Some of the questions to the Federal Court (FCA) were as follows:
Question 1: Is it for a court to judge, pursuant to s 189 of the Migration Act 1958 (Cth), whether "an officer knows or reasonably suspects that a person in the migration zone (other than an excised offshore place) is an unlawful non-citizen", "based on the entirety of the evidence before it and not just the evidence that may have been available to the detaining officers"?
Question 2: Is what was in the minds of the detaining officers relevant for the purpose of s 189?
Question 3: In circumstances where the Applicant raised objections on the basis of hearsay to the admissibility of evidence adduced by the Commonwealth, did the Commonwealth bear the onus of establishing that the exception under s 69 of the Evidence Act 1995 (Cth) relating to "business records" applied?

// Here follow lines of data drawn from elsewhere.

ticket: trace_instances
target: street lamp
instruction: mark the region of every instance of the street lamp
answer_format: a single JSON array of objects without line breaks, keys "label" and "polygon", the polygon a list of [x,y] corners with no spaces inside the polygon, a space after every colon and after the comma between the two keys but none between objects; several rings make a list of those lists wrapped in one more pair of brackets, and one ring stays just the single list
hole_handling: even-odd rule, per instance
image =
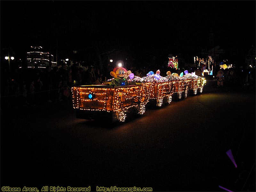
[{"label": "street lamp", "polygon": [[[9,55],[9,53],[8,53],[8,56],[6,56],[5,57],[4,57],[4,59],[5,59],[6,60],[8,60],[8,63],[9,64],[9,71],[10,73],[11,73],[11,68],[10,68],[10,55]],[[13,60],[14,59],[14,57],[12,56],[11,57],[11,59],[12,60]]]}]

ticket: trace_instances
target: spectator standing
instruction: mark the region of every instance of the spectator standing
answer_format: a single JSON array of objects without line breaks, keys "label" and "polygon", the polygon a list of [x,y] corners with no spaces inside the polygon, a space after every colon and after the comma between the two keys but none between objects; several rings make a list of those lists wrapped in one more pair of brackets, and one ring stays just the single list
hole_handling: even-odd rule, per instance
[{"label": "spectator standing", "polygon": [[46,68],[46,71],[44,74],[43,83],[44,90],[46,91],[46,100],[48,102],[51,102],[51,92],[52,89],[52,68],[50,66],[48,66]]}]

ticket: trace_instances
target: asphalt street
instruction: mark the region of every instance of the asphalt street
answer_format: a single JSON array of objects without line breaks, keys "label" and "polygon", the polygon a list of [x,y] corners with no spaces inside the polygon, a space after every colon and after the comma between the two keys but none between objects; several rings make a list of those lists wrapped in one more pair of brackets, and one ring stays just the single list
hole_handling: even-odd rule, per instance
[{"label": "asphalt street", "polygon": [[1,110],[1,188],[255,191],[255,90],[225,85],[110,124],[76,118],[70,100]]}]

Question 4: Do the words "might reasonably be supposed to have had personal knowledge" within ss 69(2)(a) and (5) of the Evidence Act 1995 (Cth) "indicate that the Court is allowed to draw inferences not just from the form of the document, but also from the nature of the information contained in it"?
Question 5: If a "previous representation" (i.e. one made out of court) referred to in affidavits sworn by officers on behalf of the Commonwealth should be admitted by reason of s 69 of the Evidence Act 1995 (Cth), is the weight given to that representation clearly diminished if those affidavits did not identify the sources of the representation?